雷姫は負けたくない
俺はクラウディアの提案を了承した。
場所を学園長室から貸切状態の武闘館へ移し、学園長の許可のもと、壇上に聖域が展開される。
イーサンと戦った入学演武のときと同じ魔術だ。この中でなら、たとえ本気で戦ってもケガをしない。
聖域に入ったクラウディアが、双剣神薙を構えた。
まだ剣術を学んで一ヵ月も経っていないのに、以前よりも構えが様になっている。いい感じだ。
「驚いた、クラウディアさんも剣術を使うんだね」
「私もルチノが剣を出したときは驚いたわ。あんたとは一度戦ってみたかったのよね」
「そうなんだ、それはまたどうして?」
レイピアを構えたルチノさんが無邪気に微笑む。
彼女の構えも堂に入るものだった。少なくとも、一朝一夕で身につけたレベルではない。
「あんた、授業で一度も本気を出したことないでしょ」
「…………」
「別に答えなくていいわ──嫌でも本気を出させてあげるからッ!」
最初に仕掛けたのはクラウディアだ。
雷魔術によって強化された脚力で、ルチノさんを双剣の間合いに捉える。
「悪いけど一瞬で終わらせるわ。ハイド流双剣術──【千羽鴉!】」
激しい金属音が連続で鳴り響く。
華麗に舞いながらも怒涛の剣撃を浴びせるクラウディアの剣術は、見ていて気持ちがいい。
でも、剣術の練度は、ルチノさんのほうが上だ。
クラウディアの双剣は、ルチノさんの剣捌きに阻まれている。
「あんまりこういうこと言いたくないんだけど、クラウディアさん」
ルチノさんは涼しい顔をしたまま、クラウディアの剣撃を左腕で受けた。
なるほど、土属性魔術でつくった籠手か。
「その程度でハイドくんの名前を語るの、やめたほうがいいと思うよ」
目を見開いたクラウディアを、風属性魔術を纏ったレイピアの一突きが吹き飛ばす。
剣術だけじゃない。
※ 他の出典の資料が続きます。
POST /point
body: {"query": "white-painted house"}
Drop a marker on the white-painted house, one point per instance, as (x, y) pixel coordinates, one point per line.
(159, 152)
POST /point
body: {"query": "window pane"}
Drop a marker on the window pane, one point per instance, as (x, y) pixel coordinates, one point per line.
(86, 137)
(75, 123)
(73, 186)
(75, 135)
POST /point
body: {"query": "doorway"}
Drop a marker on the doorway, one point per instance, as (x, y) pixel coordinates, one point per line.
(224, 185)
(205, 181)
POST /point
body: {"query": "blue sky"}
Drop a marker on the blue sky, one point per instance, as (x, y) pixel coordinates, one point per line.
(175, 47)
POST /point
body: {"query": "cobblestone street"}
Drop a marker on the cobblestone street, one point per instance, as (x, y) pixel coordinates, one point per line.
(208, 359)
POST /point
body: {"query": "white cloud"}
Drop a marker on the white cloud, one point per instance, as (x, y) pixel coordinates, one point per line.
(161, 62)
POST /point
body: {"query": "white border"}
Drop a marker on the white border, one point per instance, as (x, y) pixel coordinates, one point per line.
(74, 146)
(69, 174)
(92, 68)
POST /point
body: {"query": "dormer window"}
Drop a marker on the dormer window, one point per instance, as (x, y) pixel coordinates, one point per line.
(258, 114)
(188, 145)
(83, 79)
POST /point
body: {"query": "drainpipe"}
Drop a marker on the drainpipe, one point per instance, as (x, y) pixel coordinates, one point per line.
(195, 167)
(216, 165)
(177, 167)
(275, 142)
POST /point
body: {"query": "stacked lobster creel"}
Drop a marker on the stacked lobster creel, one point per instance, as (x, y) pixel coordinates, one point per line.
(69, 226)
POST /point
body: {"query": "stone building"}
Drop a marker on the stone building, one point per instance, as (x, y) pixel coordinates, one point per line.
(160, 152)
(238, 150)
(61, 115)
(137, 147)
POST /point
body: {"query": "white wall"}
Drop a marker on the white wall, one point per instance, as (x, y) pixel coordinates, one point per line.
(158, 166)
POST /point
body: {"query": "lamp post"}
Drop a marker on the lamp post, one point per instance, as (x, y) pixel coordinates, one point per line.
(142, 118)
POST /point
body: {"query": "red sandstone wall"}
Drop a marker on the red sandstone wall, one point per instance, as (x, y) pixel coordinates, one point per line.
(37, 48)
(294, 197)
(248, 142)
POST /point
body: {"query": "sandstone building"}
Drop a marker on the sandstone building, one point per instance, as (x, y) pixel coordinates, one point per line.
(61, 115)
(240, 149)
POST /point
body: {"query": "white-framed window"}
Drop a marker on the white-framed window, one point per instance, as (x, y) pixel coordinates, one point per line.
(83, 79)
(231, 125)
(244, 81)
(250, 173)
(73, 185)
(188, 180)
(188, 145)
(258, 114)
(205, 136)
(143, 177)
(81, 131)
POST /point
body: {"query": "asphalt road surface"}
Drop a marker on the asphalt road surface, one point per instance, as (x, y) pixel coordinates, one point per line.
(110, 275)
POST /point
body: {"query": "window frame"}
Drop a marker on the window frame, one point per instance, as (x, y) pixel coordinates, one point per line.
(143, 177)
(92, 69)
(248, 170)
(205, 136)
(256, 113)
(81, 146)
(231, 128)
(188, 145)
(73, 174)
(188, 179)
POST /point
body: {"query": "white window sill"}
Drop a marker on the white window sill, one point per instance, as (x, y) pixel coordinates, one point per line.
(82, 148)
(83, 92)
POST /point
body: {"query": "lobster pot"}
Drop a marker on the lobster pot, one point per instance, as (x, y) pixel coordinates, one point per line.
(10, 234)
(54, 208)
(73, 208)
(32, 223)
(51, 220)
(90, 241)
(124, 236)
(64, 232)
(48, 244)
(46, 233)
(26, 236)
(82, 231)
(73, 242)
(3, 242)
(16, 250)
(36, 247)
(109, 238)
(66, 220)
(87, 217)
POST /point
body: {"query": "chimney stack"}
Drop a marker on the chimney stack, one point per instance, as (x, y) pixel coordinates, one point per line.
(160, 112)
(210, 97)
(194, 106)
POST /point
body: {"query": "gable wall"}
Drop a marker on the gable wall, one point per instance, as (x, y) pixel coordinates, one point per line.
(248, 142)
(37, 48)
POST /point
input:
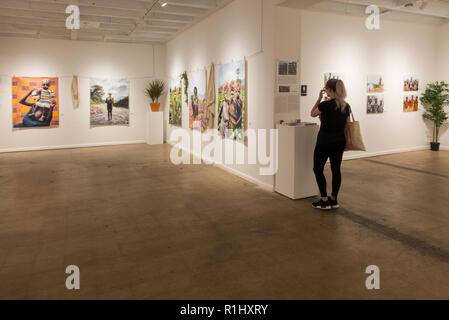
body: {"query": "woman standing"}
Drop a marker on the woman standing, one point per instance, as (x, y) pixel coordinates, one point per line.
(331, 141)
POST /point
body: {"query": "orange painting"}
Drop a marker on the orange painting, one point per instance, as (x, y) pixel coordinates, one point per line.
(35, 102)
(410, 103)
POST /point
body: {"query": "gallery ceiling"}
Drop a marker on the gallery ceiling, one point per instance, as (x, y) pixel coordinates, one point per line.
(130, 21)
(425, 11)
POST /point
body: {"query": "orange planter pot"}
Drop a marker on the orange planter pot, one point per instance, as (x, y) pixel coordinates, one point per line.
(155, 106)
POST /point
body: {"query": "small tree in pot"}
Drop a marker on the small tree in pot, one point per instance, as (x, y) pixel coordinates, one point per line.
(434, 99)
(154, 91)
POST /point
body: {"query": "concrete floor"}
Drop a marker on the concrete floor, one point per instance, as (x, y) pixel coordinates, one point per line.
(139, 227)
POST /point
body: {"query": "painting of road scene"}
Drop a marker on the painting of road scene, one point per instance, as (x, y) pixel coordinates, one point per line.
(109, 102)
(232, 108)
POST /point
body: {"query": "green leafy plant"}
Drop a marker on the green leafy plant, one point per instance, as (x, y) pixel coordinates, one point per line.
(155, 89)
(434, 99)
(185, 79)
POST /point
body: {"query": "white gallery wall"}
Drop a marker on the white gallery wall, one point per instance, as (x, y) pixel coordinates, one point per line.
(244, 28)
(59, 58)
(443, 73)
(337, 43)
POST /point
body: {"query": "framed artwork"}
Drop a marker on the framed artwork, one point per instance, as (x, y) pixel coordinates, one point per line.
(410, 103)
(175, 106)
(374, 83)
(411, 83)
(287, 77)
(232, 100)
(197, 99)
(109, 102)
(333, 75)
(375, 104)
(35, 102)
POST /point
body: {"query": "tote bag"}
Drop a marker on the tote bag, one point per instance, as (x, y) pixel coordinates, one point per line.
(354, 140)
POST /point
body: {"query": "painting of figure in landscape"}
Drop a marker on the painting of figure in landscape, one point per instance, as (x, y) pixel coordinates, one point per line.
(232, 106)
(197, 99)
(375, 83)
(175, 112)
(109, 102)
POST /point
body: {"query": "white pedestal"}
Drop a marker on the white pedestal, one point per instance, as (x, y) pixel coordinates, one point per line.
(155, 128)
(295, 178)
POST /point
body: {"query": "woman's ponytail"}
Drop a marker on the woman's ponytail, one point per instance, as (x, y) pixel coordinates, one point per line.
(339, 89)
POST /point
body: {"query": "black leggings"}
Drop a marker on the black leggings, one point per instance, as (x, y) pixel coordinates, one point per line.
(320, 156)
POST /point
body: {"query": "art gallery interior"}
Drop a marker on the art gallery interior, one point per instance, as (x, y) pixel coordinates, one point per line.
(110, 200)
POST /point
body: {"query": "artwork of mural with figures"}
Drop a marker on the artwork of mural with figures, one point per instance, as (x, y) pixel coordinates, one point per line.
(109, 102)
(375, 83)
(175, 107)
(375, 104)
(35, 102)
(411, 83)
(232, 105)
(411, 103)
(333, 75)
(197, 99)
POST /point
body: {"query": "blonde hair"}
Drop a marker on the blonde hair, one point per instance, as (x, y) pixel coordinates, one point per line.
(339, 89)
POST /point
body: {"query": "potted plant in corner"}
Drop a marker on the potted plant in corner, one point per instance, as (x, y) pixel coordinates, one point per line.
(434, 99)
(154, 91)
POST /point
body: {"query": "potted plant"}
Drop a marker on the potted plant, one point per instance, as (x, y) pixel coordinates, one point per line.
(154, 91)
(434, 99)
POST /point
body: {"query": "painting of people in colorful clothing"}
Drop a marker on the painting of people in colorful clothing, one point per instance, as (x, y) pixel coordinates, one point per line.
(232, 108)
(175, 108)
(197, 99)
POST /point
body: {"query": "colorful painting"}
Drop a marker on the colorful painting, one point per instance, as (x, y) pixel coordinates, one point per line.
(232, 103)
(175, 107)
(35, 102)
(375, 104)
(375, 83)
(332, 75)
(411, 83)
(411, 103)
(109, 102)
(197, 99)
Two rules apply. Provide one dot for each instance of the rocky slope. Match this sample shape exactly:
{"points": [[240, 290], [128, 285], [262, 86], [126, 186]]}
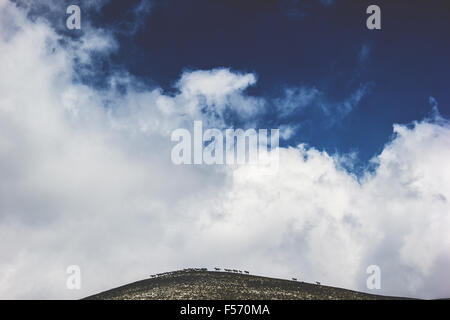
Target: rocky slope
{"points": [[209, 285]]}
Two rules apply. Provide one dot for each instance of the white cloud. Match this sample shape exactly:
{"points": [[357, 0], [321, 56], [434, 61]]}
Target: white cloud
{"points": [[87, 179]]}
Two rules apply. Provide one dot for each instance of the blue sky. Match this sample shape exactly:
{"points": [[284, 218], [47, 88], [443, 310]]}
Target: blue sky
{"points": [[287, 44], [87, 118]]}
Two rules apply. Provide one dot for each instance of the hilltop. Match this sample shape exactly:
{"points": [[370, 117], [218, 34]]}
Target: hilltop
{"points": [[193, 284]]}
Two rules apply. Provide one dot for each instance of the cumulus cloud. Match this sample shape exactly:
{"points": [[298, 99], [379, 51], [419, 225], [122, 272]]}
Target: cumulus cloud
{"points": [[87, 180]]}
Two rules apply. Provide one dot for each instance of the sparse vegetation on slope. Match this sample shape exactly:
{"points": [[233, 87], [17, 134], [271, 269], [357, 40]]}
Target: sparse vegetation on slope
{"points": [[209, 285]]}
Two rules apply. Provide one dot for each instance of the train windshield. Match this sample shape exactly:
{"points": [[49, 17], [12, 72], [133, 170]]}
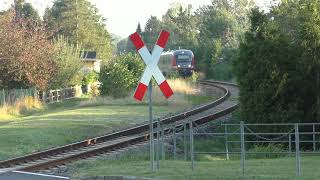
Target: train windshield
{"points": [[183, 58]]}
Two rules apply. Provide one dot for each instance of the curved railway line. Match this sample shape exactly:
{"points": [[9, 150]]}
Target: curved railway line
{"points": [[124, 138]]}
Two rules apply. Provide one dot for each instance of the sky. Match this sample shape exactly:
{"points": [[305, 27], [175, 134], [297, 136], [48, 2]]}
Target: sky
{"points": [[123, 16]]}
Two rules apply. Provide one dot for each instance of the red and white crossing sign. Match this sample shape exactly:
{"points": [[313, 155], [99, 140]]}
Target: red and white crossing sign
{"points": [[151, 61]]}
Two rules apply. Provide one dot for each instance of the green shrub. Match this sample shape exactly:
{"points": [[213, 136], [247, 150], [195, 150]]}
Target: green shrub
{"points": [[121, 75], [90, 78]]}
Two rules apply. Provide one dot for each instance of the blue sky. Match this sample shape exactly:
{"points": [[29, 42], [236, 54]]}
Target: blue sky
{"points": [[123, 15]]}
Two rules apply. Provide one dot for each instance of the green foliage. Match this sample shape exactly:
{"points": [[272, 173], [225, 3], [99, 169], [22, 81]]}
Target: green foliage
{"points": [[25, 10], [80, 22], [90, 78], [221, 25], [279, 64], [121, 75], [66, 57], [26, 56]]}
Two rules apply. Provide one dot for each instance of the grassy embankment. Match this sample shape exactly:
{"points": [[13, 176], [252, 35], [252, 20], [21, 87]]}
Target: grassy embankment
{"points": [[256, 169], [81, 118]]}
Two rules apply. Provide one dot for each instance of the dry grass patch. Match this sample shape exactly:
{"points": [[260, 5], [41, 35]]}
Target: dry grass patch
{"points": [[23, 106]]}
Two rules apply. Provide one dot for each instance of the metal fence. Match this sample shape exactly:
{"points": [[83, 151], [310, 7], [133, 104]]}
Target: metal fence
{"points": [[293, 139]]}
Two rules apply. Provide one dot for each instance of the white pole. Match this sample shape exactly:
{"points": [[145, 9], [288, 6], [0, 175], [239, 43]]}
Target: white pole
{"points": [[242, 147], [151, 127], [298, 168]]}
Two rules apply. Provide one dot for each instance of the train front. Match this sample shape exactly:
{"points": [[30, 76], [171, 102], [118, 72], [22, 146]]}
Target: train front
{"points": [[185, 62]]}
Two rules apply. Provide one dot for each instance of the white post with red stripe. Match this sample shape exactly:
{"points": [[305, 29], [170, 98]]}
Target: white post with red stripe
{"points": [[152, 69]]}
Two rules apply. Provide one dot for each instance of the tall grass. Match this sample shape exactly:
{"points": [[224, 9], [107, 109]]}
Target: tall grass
{"points": [[180, 88], [23, 106]]}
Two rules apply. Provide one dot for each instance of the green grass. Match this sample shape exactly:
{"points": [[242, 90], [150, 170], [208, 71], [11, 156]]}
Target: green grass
{"points": [[46, 130], [262, 169], [67, 122]]}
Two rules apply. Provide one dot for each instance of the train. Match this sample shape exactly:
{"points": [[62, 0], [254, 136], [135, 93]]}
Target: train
{"points": [[177, 61]]}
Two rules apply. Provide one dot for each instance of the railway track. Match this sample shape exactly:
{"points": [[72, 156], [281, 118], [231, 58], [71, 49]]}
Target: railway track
{"points": [[121, 139]]}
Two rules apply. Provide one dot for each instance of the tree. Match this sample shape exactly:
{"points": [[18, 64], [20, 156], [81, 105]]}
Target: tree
{"points": [[79, 21], [26, 56], [221, 24], [279, 64], [25, 10], [66, 57], [121, 75]]}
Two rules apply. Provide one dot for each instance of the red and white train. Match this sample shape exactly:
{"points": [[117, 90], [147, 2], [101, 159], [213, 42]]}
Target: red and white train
{"points": [[181, 61]]}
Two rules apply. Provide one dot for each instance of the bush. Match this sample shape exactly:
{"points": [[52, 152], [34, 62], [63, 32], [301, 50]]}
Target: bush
{"points": [[66, 57], [121, 75]]}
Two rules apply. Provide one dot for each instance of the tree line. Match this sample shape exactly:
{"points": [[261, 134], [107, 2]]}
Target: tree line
{"points": [[278, 64], [212, 32], [44, 52]]}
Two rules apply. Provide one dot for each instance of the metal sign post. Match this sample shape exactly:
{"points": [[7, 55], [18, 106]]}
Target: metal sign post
{"points": [[152, 70]]}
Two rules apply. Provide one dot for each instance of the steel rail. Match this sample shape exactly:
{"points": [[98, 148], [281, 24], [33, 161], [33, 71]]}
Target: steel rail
{"points": [[127, 132], [125, 143]]}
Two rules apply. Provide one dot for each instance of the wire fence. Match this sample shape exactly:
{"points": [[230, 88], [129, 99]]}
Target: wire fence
{"points": [[241, 142], [10, 97]]}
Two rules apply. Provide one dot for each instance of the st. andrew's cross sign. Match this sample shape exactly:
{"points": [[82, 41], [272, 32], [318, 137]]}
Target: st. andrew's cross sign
{"points": [[151, 61]]}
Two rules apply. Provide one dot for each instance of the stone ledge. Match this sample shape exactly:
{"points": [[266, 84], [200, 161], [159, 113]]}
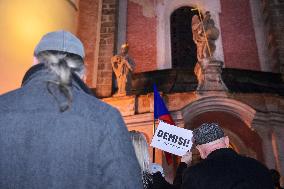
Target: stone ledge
{"points": [[125, 104]]}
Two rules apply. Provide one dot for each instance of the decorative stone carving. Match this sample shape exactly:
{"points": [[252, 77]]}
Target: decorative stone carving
{"points": [[208, 73], [208, 70], [123, 67], [204, 35]]}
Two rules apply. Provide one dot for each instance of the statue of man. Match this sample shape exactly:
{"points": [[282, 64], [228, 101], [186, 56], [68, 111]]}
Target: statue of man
{"points": [[123, 67], [204, 35]]}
土と風、ふたつの属性の魔術もかなりのものだ。
ルチノさんは、一年生にしては戦闘慣れしすぎている。
「くっ……!」
クラウディアはギリギリのところでルチノさんの猛攻を躱し、防ぎ続けている。
けど完全じゃない。魔法障壁は半分からゼロへと徐々に削られている。
一方で、ルチノさんの魔法障壁はほとんど満タンの状態だ。
クラウディアの剣術はおろか、雷魔術も通用していない。
剣術も魔術も、ハッキリ言ってルチノさんが遥かに上回っていた。
普通の生徒の範疇を超えている。
『それをオヌシが言うんか』
師匠の声が聞こえた気がした。
それよりも、これ以上は──
「ねえ、ハイドくん。君に直接相手をお願いするってのはダメかな」
「……っ! 待ちなさいよ、私はまだ負けてない!」
「そんなボロボロなのに私に勝つつもりなの?」
「ボロボロかどうかは、関係ない!」
疲弊しきった体で繰り出す剣撃がルチノさんに届くはずもなく、横っ腹を蹴とばされたクラウディアは横転する。
転がったクラウディアを見下ろしながら、ルチノさんは温度のない声を発した。
「一応言っておくけど、私弱い者いじめは趣味じゃないんだ。クラウディアさんだってわざわざ傷つく必要ないと思うよ。これは体じゃなくて心の話ね」
「私は、弱くなんか、ない……!」
なおも立ち上がるクラウディアを、ルチノさんは目を細めて見つめる。
「……負けん気が強いのは結構なことだと思うけどさ──」
ルチノさんがため息をつきながら、細剣を構えた。
彼女を纏う空気が変わる。
「──本当によかったね。ここが聖域の中で!」
突進。
勝負を終わらせんとする烈風の如き刺突は──クラウディアに届くことはなかった。
クラウディアの全身が青白く発光する。
雷鳴と共に彼女の中心から発せられた衝撃波が、ルチノさんの攻めを躊躇させる。
「だから言ったでしょ、私は弱くなんかないって。だって」
体中に電気を帯びたクラウディアは、少しだけ俺のほうを見て、桜色の唇をひらいた。
「私の師匠が、私を強いって言ってくれたから──!」
「──えっ、消えた……!? があぁっ!」
クラウディアの双剣が、初めてルチノさんを捉えた。